Майя состроила недовольную гримасу.
— Должно быть, вы оба ходили в торговое училище, а?
— Как они выяснили, избежать таких неприятностей можно было, приняв определенный процент студентов, которые привыкли получать заурядные оценки, но выделялись по какому-либо другому признаку…
— Например, имели наглость подать документы в Гарвард с заурядными оценками…
— …Привыкли находиться в конце списков и были счастливы уже оттого, что попали в Гарвард.
— Откуда ты это знаешь? — спросила Майя.
— Я был одним из них, — улыбнулся Фрэнк.
— У нас на корабле нет заурядных личностей, — сказал Джон.
Фрэнк с подозрением посмотрел на него.
— Зато у нас есть куча прекрасных ученых, которых не интересует власть. Многие из них считают это дело скучным. Администрирование и все такое. Они рады предоставить это таким, как мы.
— Бета-самцы, — Джон подтрунивал над Фрэнком и его интересом к социобиологии. — Идеальное стадо.

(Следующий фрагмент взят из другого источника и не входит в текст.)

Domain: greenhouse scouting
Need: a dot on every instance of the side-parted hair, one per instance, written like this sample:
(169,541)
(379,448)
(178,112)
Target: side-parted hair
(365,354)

Как же часто они подтрунивали друг над другом…
— Ты не прав, — заметила Майя Фрэнку.
— Может, и так. В любом случае, они — политическое образование. У них есть по меньшей мере возможность выбрать, за кем следовать, — он произнес это с таким видом, будто высказанное приводило его в уныние.
Тут наступило время смены на мостике, и Джон, попрощавшись, их покинул.
Фрэнк поплыл на сторону Майи, и она занервничала. Они никогда не обсуждали свою непродолжительную связь, и эта тема уже долго не поднималась даже косвенно. Она думала, что, если когда-нибудь придется объясняться, скажет, что изредка позволяет себе развлечься с мужчинами, которые ей нравятся. Что это было чем-то спонтанным.